Can differences of interpretation between Sharia scholars about what is permissible and what is not create problems? How can uniformity be achieved?
Differences in interpretations of certain Shari’a instructions are expected and these are limited to only 5-10 per cent of the products/ principles governing the industry. However, the setting up of international standards setting organisations such as the Accounting and Auditing Organization for Islamic Financial Institutions (AAOIFI) which is based in Bahrain and the Islamic Financial Service Board (IFSB) which is based in Malaysia, has really helped in narrowing down these differences.
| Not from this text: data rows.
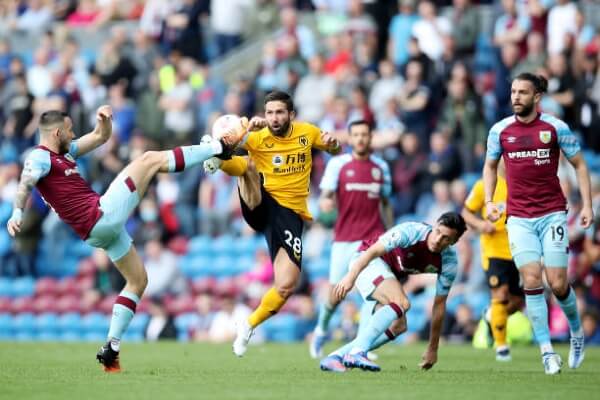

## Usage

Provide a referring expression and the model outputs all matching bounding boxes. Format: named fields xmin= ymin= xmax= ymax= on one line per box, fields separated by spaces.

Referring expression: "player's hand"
xmin=221 ymin=117 xmax=249 ymax=146
xmin=579 ymin=207 xmax=594 ymax=229
xmin=202 ymin=157 xmax=223 ymax=175
xmin=333 ymin=274 xmax=354 ymax=301
xmin=485 ymin=201 xmax=502 ymax=222
xmin=419 ymin=347 xmax=437 ymax=370
xmin=96 ymin=105 xmax=112 ymax=124
xmin=248 ymin=117 xmax=267 ymax=132
xmin=479 ymin=220 xmax=496 ymax=234
xmin=321 ymin=131 xmax=340 ymax=150
xmin=6 ymin=208 xmax=23 ymax=237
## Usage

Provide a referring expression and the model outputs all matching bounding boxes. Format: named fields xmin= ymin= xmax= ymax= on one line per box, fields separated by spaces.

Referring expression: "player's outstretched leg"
xmin=233 ymin=248 xmax=300 ymax=357
xmin=96 ymin=245 xmax=148 ymax=372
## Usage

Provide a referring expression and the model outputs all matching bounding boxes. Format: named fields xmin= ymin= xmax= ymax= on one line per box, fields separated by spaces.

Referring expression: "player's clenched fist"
xmin=321 ymin=131 xmax=340 ymax=150
xmin=96 ymin=105 xmax=112 ymax=122
xmin=248 ymin=117 xmax=267 ymax=132
xmin=6 ymin=208 xmax=23 ymax=237
xmin=485 ymin=201 xmax=502 ymax=222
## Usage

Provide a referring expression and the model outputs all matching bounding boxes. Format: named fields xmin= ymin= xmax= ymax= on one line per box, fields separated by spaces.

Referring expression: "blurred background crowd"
xmin=0 ymin=0 xmax=600 ymax=343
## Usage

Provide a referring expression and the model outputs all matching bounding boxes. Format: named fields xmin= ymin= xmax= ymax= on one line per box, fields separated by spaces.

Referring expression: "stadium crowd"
xmin=0 ymin=0 xmax=600 ymax=344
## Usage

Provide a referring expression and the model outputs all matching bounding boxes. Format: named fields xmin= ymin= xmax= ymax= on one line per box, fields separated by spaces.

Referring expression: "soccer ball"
xmin=211 ymin=114 xmax=241 ymax=140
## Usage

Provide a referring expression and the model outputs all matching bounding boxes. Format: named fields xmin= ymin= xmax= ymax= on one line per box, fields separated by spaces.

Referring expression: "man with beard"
xmin=7 ymin=105 xmax=248 ymax=372
xmin=483 ymin=73 xmax=593 ymax=375
xmin=309 ymin=120 xmax=394 ymax=358
xmin=204 ymin=91 xmax=340 ymax=357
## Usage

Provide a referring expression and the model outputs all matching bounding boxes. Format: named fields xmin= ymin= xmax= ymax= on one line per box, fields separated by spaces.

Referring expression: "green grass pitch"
xmin=0 ymin=342 xmax=600 ymax=400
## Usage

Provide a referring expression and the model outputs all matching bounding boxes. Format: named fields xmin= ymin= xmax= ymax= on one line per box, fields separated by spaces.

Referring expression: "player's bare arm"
xmin=569 ymin=152 xmax=594 ymax=229
xmin=381 ymin=198 xmax=394 ymax=229
xmin=460 ymin=207 xmax=496 ymax=233
xmin=333 ymin=242 xmax=385 ymax=301
xmin=319 ymin=190 xmax=336 ymax=212
xmin=321 ymin=132 xmax=342 ymax=155
xmin=6 ymin=171 xmax=37 ymax=237
xmin=77 ymin=105 xmax=112 ymax=156
xmin=419 ymin=296 xmax=448 ymax=369
xmin=483 ymin=158 xmax=500 ymax=222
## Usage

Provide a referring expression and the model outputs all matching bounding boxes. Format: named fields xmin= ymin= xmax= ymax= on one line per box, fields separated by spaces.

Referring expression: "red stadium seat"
xmin=33 ymin=294 xmax=57 ymax=314
xmin=11 ymin=297 xmax=33 ymax=314
xmin=35 ymin=278 xmax=58 ymax=296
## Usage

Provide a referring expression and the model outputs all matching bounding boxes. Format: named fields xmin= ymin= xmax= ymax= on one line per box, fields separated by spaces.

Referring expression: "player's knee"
xmin=550 ymin=279 xmax=569 ymax=298
xmin=128 ymin=269 xmax=148 ymax=293
xmin=276 ymin=284 xmax=295 ymax=299
xmin=492 ymin=285 xmax=509 ymax=302
xmin=389 ymin=318 xmax=407 ymax=337
xmin=389 ymin=298 xmax=410 ymax=318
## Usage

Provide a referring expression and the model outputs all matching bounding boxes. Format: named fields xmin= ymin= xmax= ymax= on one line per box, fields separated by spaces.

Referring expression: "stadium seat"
xmin=0 ymin=313 xmax=13 ymax=340
xmin=0 ymin=297 xmax=12 ymax=314
xmin=35 ymin=313 xmax=60 ymax=335
xmin=81 ymin=312 xmax=110 ymax=336
xmin=214 ymin=277 xmax=240 ymax=298
xmin=0 ymin=277 xmax=12 ymax=297
xmin=12 ymin=276 xmax=35 ymax=297
xmin=57 ymin=276 xmax=81 ymax=295
xmin=57 ymin=312 xmax=81 ymax=336
xmin=11 ymin=297 xmax=33 ymax=314
xmin=188 ymin=236 xmax=212 ymax=256
xmin=56 ymin=294 xmax=82 ymax=314
xmin=192 ymin=276 xmax=217 ymax=294
xmin=76 ymin=276 xmax=96 ymax=293
xmin=35 ymin=277 xmax=58 ymax=296
xmin=12 ymin=312 xmax=35 ymax=336
xmin=33 ymin=294 xmax=58 ymax=314
xmin=167 ymin=236 xmax=189 ymax=255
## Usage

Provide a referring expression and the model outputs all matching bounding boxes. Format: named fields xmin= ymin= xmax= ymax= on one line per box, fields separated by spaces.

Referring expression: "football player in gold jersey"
xmin=462 ymin=163 xmax=523 ymax=361
xmin=205 ymin=91 xmax=340 ymax=357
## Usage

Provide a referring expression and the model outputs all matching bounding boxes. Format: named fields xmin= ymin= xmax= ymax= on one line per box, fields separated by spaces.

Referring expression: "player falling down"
xmin=320 ymin=212 xmax=467 ymax=372
xmin=483 ymin=73 xmax=594 ymax=375
xmin=309 ymin=120 xmax=393 ymax=358
xmin=205 ymin=91 xmax=340 ymax=357
xmin=7 ymin=105 xmax=247 ymax=372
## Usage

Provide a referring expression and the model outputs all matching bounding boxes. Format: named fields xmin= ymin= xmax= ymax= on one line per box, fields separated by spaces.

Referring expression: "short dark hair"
xmin=437 ymin=211 xmax=467 ymax=240
xmin=348 ymin=119 xmax=371 ymax=133
xmin=513 ymin=72 xmax=548 ymax=93
xmin=265 ymin=90 xmax=294 ymax=112
xmin=39 ymin=110 xmax=68 ymax=128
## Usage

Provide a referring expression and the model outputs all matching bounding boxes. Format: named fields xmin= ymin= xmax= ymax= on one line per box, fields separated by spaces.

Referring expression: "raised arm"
xmin=333 ymin=241 xmax=385 ymax=301
xmin=73 ymin=105 xmax=112 ymax=157
xmin=6 ymin=158 xmax=49 ymax=237
xmin=568 ymin=152 xmax=594 ymax=229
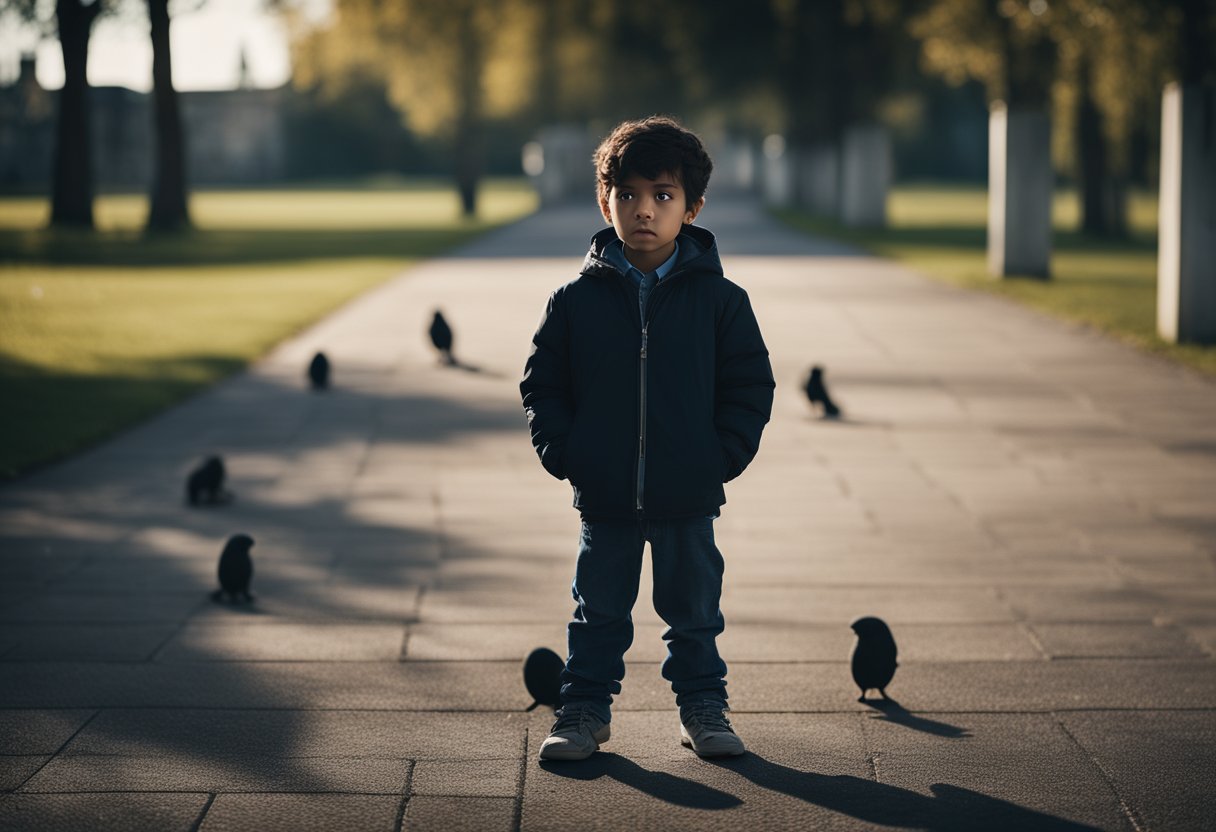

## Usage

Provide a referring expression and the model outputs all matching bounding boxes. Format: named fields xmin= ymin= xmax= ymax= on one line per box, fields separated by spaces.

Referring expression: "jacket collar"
xmin=582 ymin=225 xmax=722 ymax=277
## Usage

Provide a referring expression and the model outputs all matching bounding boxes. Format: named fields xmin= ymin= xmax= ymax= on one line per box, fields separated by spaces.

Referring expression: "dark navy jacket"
xmin=519 ymin=225 xmax=775 ymax=519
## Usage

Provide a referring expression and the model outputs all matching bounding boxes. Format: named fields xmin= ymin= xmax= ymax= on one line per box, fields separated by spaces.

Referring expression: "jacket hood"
xmin=582 ymin=225 xmax=722 ymax=275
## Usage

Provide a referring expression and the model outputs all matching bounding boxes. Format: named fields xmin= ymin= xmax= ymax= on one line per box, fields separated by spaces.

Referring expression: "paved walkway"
xmin=0 ymin=194 xmax=1216 ymax=831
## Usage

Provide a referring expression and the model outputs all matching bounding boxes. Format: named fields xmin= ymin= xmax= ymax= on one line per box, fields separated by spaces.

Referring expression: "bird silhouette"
xmin=806 ymin=364 xmax=840 ymax=418
xmin=430 ymin=309 xmax=456 ymax=366
xmin=849 ymin=615 xmax=897 ymax=702
xmin=212 ymin=534 xmax=253 ymax=601
xmin=186 ymin=456 xmax=232 ymax=506
xmin=524 ymin=647 xmax=565 ymax=710
xmin=308 ymin=353 xmax=330 ymax=390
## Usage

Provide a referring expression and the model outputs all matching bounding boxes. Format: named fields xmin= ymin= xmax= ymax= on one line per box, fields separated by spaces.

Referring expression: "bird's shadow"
xmin=806 ymin=412 xmax=891 ymax=428
xmin=862 ymin=698 xmax=972 ymax=740
xmin=207 ymin=595 xmax=266 ymax=615
xmin=440 ymin=358 xmax=507 ymax=378
xmin=540 ymin=752 xmax=743 ymax=809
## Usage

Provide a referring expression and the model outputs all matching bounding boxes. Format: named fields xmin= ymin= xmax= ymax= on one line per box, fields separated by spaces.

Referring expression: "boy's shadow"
xmin=715 ymin=753 xmax=1096 ymax=832
xmin=540 ymin=752 xmax=1096 ymax=832
xmin=540 ymin=752 xmax=743 ymax=809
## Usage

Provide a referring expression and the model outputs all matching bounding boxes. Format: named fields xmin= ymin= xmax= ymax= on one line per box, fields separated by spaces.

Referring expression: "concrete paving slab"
xmin=1001 ymin=585 xmax=1216 ymax=623
xmin=410 ymin=759 xmax=524 ymax=799
xmin=522 ymin=708 xmax=885 ymax=830
xmin=198 ymin=794 xmax=405 ymax=832
xmin=0 ymin=709 xmax=96 ymax=754
xmin=401 ymin=794 xmax=519 ymax=832
xmin=0 ymin=792 xmax=210 ymax=832
xmin=863 ymin=714 xmax=1135 ymax=830
xmin=0 ymin=624 xmax=176 ymax=662
xmin=0 ymin=592 xmax=210 ymax=625
xmin=1030 ymin=623 xmax=1204 ymax=658
xmin=0 ymin=754 xmax=51 ymax=792
xmin=1060 ymin=712 xmax=1216 ymax=830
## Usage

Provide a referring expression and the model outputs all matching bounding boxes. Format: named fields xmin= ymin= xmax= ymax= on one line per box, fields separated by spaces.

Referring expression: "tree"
xmin=147 ymin=0 xmax=190 ymax=231
xmin=0 ymin=0 xmax=112 ymax=229
xmin=286 ymin=0 xmax=540 ymax=215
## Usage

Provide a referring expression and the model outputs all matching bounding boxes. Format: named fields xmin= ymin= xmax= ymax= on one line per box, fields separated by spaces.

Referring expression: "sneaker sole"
xmin=680 ymin=731 xmax=748 ymax=759
xmin=537 ymin=725 xmax=612 ymax=760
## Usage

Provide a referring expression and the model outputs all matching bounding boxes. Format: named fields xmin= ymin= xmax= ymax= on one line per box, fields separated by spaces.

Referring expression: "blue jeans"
xmin=562 ymin=517 xmax=726 ymax=721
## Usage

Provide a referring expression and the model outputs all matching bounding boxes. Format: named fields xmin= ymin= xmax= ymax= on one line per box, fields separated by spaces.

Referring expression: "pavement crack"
xmin=511 ymin=725 xmax=531 ymax=832
xmin=12 ymin=708 xmax=103 ymax=792
xmin=1052 ymin=713 xmax=1148 ymax=832
xmin=190 ymin=792 xmax=215 ymax=832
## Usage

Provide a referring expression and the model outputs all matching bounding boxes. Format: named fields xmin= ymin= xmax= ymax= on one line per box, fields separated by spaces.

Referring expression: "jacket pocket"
xmin=562 ymin=416 xmax=582 ymax=485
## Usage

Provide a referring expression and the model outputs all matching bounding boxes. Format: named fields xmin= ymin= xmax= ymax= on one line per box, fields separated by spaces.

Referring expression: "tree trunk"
xmin=452 ymin=9 xmax=485 ymax=217
xmin=147 ymin=0 xmax=190 ymax=231
xmin=1076 ymin=58 xmax=1127 ymax=237
xmin=51 ymin=0 xmax=101 ymax=229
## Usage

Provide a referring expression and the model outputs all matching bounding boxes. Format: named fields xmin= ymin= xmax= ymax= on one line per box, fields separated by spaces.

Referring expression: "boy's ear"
xmin=685 ymin=197 xmax=705 ymax=225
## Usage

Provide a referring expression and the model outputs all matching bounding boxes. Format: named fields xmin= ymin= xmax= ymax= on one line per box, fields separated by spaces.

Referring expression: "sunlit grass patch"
xmin=0 ymin=181 xmax=536 ymax=478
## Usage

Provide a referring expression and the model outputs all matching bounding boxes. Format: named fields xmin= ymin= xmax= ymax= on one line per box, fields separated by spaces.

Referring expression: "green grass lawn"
xmin=0 ymin=180 xmax=536 ymax=479
xmin=776 ymin=185 xmax=1216 ymax=375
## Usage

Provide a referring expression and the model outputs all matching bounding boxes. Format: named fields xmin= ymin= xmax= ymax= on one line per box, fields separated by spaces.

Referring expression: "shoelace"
xmin=688 ymin=704 xmax=734 ymax=733
xmin=550 ymin=705 xmax=592 ymax=733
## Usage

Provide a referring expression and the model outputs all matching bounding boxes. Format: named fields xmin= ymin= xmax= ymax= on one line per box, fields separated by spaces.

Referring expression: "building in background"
xmin=0 ymin=56 xmax=286 ymax=192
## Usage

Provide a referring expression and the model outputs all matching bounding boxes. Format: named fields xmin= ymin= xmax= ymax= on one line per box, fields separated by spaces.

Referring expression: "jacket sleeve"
xmin=519 ymin=289 xmax=574 ymax=479
xmin=714 ymin=289 xmax=776 ymax=482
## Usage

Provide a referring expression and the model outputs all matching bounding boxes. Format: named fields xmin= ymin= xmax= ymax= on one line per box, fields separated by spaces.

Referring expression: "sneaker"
xmin=540 ymin=702 xmax=612 ymax=760
xmin=680 ymin=702 xmax=747 ymax=757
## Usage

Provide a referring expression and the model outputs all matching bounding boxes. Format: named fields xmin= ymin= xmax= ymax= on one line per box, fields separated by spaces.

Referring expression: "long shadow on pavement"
xmin=714 ymin=753 xmax=1094 ymax=832
xmin=540 ymin=752 xmax=743 ymax=809
xmin=866 ymin=699 xmax=972 ymax=740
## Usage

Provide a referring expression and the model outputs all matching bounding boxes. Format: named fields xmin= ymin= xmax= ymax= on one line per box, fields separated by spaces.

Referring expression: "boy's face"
xmin=599 ymin=173 xmax=705 ymax=272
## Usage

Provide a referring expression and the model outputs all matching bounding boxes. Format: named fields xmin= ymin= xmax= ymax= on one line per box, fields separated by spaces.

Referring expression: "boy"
xmin=519 ymin=117 xmax=773 ymax=760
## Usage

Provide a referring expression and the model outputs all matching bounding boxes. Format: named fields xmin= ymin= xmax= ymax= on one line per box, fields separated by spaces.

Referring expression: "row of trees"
xmin=0 ymin=0 xmax=190 ymax=231
xmin=294 ymin=0 xmax=1216 ymax=227
xmin=9 ymin=0 xmax=1216 ymax=227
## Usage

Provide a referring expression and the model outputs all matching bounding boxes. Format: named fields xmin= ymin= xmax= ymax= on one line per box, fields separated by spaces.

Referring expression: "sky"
xmin=0 ymin=0 xmax=331 ymax=91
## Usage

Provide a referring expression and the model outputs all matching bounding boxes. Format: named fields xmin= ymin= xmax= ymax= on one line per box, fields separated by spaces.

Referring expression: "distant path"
xmin=0 ymin=196 xmax=1216 ymax=830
Both these organisations are working hard to narrow these differences to the minimum through continuous discussions. The AAOIFI develops accounting, auditing, governance, Shari’a and ethical standards relating to the activities of Islamic financial institutions and IFSB sets standards for regulatory and supervisory agencies to ensure soundness and stability of Islamic financial institutions.
In Oman, who will ensure Sharia compliance of the Islamic finance products that would be launched?
Shari’a governance is one of the most critical aspects of Islamic banks and this system shall ensure the compliance of Islamic finance products to Shari’a principles and guidelines. The most important components of a Shari’a governance framework will comprise:
An independent Shari’a supervisory board reporting directly to the board of directors, which comprises Shari’a scholars who give their opinion regarding the permissibility of products and services offered by the bank.
An internal Shari’a supervision/ control department, which assists the Shari’a supervisory board in ensuring that the Islamic financial institution is adhering to the Shari’a guidelines and fatwas issued by the Shari’a supervisory board and the relevant rules prescribed by the regulatory bodies (e.g., AAOIFI or IFSB, if applicable).
An independent Shari’a audit undertaken annually which is a check to see if the bank has correctly implemented the Shari’a guidelines provided by the Shari’a supervisory board. This is an important measure to ensure loose controls and measures are picked up for consumer protection and rights. It is in the bank’s interests to ensure things are being done correctly as otherwise, they will lose any profit they make from non-compliant transactions and more importantly, they will dilute the reputation of the Islamic banking industry.